Ventricular Aneurysm Repair (Aneurysmectomy)

A ventricular aneurysmectomy is a surgical procedure performed to repair an aneurysm (a bulging, weakened area in the wall of a blood vessel resulting in an abnormal widening or ballooning greater than 50 percent of the vessel's normal diameter) in the ventricle (a fluid filled cavity in the heart). Ventricular aneurysms are one of the many complications that may occur after a heart attack. They usually arise from a patch of weakened tissue in a ventricular wall, which swells into a bubble filled with blood. This, in turn, may block the passageways leading out of the heart, leading to severely constricted blood flow to the body.

Atrial Fibrillation Surgery

Atrial fibrillation (AF) is a disorganized rhythm of the atria (top heart chamber) that results in a decrease in cardiac output (amount of blood the heart pumps over time). AF can be either intermittent (comes and goes) or chronic (all the time). Patients with AF often have a fast heart rate and can develop symptoms such as shortness of breath and palpitations. Patients with AF can often be treated successfully with medications that slow the heart rate and help convert the rhythm to normal sinus rhythm. In addition, patients with AF almost always need to take a blood thinning medication such as Coumadin to reduce the risk of stroke associated with AF.

For patients in whom medical therapy is not successful and have symptoms, catheter or surgical ablation may be an option. Catheter ablation is performed by an electrophysiologist and involves the cardiologist passing a catheter (a flexible tube) into the heart and creating scar tissue to separate the source of atrial fibrillation from the heart. Catheter ablation is less invasive than surgical ablation, but has a higher recurrence rate.  

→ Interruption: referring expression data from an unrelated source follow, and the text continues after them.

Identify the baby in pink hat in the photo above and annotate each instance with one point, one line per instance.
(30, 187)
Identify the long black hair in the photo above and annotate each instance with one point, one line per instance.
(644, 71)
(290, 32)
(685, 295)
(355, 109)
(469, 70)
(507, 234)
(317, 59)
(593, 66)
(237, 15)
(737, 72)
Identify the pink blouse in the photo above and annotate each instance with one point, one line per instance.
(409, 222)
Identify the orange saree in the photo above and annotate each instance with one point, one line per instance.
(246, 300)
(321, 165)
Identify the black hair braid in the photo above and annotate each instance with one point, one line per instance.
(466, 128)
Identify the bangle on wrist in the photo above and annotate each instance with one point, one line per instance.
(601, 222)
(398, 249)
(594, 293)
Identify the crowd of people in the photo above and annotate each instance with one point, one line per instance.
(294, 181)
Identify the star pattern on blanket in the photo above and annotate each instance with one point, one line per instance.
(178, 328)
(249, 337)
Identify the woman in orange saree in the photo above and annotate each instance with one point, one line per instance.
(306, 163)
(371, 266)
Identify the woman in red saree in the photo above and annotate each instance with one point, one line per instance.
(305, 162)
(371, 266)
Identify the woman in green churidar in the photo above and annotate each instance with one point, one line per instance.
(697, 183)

The surgical option is called a MAZE procedure and was first described in the 1980s by cardiac surgeon Dr. Jim Cox. The MAZE procedure involves creating scars in a specific pattern in the right and left atria. The result is that the electrical cardiac signal is forced in an orderly pathway and the patient experiences normal sinus rhythm. The original MAZE procedure was performed by cutting and sewing the atrial tissue in a specific pattern. It was very invasive and was only performed by a few surgeons. Over the past 10 years, newer energy sources and techniques have been developed that have reduced the invasiveness of the MAZE procedure and the procedure is very commonly performed.

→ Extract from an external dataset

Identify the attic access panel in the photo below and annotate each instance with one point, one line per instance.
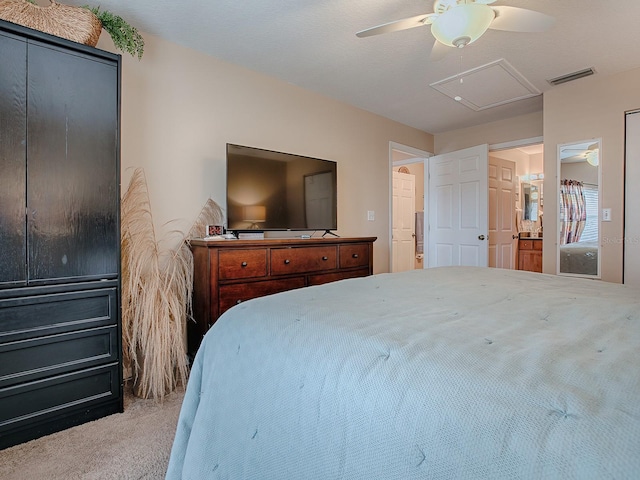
(487, 86)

The MAZE procedure can be performed in conjunction with another procedures or as a stand-alone procedure for patients with symptomatic AF. It is important to note that it takes about six months following the procedure to know for sure if the MAZE procedure has been successful. True success is defined as the patient being in normal sinus rhythm off of all medications.

Stand-alone Options

Galaxy Procedure

The Galaxy Procedure is a minimally invasive option for atrial fibrillation (AF) in which scars are created on the outside of the left atrium by small radiofrequency energy catheters. As part of this procedure the left atrial appendage (a sac like structure that can contain blood clots) is bound to reduce the patient’s stroke risk. This procedure is performed through very small incisions in the patient’s right and left chest and is done without placing the patient on the heart-lung machine or stopping the heart. This procedure can also be performed as part of a hybrid procedure in which the cardiologist performs part of the procedure with a catheter.

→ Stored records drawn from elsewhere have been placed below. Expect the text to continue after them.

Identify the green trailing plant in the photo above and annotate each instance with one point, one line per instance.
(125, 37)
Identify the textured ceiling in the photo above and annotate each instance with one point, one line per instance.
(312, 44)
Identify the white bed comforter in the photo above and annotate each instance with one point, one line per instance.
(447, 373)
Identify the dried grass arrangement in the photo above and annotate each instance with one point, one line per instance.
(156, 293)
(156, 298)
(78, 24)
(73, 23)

Minimally Invasive Cryomaze Procedure

The Cryomaze Procedure is a minimally invasive option in which scars are created on the inside of the left and right atrium by a catheter (flexible tube) that freezes the atrial tissue. As part of this procedure the left atrial appendage (a sac like structure that can contain blood clots) is bound to reduce the patient’s stroke risk. This procedure is performed through a small incision in the patient’s right chest and is done on the heart-lung machine with the heart stopped.

In Conjunction with Another Procedure

The Galaxy or Cryomaze Procedure can also be performed when the patient has atrial fibrillation (AF) and is undergoing another cardiac surgical procedure (i.e., bypass or valve surgery). Both procedures are very safe, add very little time to the procedure, and are recommended to increase the patient’s chances of conversion to a normal sinus rhythm.